Other beneficiaries will include the handset makers, something that should be music to Apple’s ears. The company is no doubt looking to offset the struggles that it faces in China by entering a massive upgrade cycle over the next few years as it unveils 5G-ready devices. Qualcomm and Intel are also poised to do well since their chips will power the modems that will make wireless 5G a reality.

 *Video games are the new social media. At over 2.3 billion, Facebook has by far more users than any social media platform worldwide (Twitter, by comparison, has about 325 million). That’s why, despite its increasingly tattered reputation, Facebook continues to be popular with advertisers in search of eyeballs.

At the same time, Facebook has a problem with young people, with only about half of all high-school aged kids being active on the platform. If young people are not using Facebook now, what makes anyone believe that they’ll log on when they get older? They most likely won't, and a big reason why is video games.

Thanks partly to the rousing success of “Fortnite,” Amazon-owned Twitch and other platforms like it are creating communities that young people prize far more than Facebook, whether they are watching their favorite gamers or facing off with their friends or with others across the globe. These types of immersive experiences dwarf anything Facebook offers this group, calling into question whether the company can sustain its advertising prowess in the years to come as the younger generation becomes a highly sought-after consumer demographic.

Underscoring this dynamic is Netflix, which said in its most recent shareholder letter that it competes more with “Fortnite” than it does HBO. Skeptics will scoff at that, pointing out (correctly) even the biggest phenomenon fade at some point. However, the next huge game is just around the corner, and when it arrives, Netflix, along with social media, will have to worry about it cannibalizing users too.

All this is good news for gaming companies, including Tencent, whose subsidiary, Epic Games, published “Fortnite,” Electronic Arts and Activision.

*Autonomous driving and artificial intelligence. The future of transportation will branch in two directions. One is the Waymo approach, which essentially seeks to remove human drivers from the equation, leaving us with almost an AI-powered Uber alternative. The other is exemplified by Tesla, which is infusing manned vehicles with a series of innovative autonomous features.

Each will be here quicker than most realize. One of the reasons is that advances in artificial intelligence are driven, in part, by the availability of more data, so with each new Tesla or Waymo test vehicle that hits the road, semi-autonomous and autonomous capabilities grow exponentially. This is especially true for Tesla’s systems, thanks to the company delivering almost as many cars last year as all previous years combined.

AI-enabled transportation is yet another area where investors have an excellent opportunity to back chip makers Nvidia and Intel, whose valuations in recent months have become far more reasonable due to trade-related issues that will likely dissipate going forward.

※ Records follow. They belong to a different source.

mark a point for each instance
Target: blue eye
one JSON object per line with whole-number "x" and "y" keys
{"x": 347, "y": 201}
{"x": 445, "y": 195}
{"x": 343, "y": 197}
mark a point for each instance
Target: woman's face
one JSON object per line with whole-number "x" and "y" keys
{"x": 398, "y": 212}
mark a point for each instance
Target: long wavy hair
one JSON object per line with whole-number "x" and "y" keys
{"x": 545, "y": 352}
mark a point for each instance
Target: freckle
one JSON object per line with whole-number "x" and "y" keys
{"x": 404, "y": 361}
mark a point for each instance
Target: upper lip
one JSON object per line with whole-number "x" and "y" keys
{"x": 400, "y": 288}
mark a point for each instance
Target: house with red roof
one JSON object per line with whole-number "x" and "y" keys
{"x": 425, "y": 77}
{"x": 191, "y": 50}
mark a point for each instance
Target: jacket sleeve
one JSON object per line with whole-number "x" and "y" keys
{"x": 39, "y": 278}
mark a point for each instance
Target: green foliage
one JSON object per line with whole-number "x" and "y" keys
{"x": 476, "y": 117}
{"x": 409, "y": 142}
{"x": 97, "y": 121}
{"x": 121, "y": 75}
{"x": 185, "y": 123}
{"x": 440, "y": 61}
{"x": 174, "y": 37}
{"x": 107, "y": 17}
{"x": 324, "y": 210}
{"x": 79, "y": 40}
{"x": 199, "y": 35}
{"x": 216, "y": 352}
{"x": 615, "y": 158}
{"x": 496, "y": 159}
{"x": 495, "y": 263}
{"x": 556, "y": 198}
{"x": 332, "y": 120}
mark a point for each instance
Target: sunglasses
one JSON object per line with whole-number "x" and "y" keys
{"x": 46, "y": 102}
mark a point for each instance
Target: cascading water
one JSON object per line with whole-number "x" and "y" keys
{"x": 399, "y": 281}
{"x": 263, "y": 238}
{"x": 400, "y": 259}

As we move to the next level of internet, entertainment and transportation, there will be huge opportunities for the companies that are best positioned to take advantage of the new technology trends. Investors should take notice.

Ross Gerber is CEO and president of Santa Monica, Calif-based Gerber Kawasaki Inc., a SEC-registered investment advisor with approximately $830 million in assets under management as of 9/30/18. Gerber Kawasaki clients, firm and employees own positions in Tesla, Google, Tencent Activision, Intel, Qualcomm, Verizon, EA, Nvidia, Intel, Crown Castle and Apple. Please seek guidance from an investment advisor before making any investment. All investments involve risk.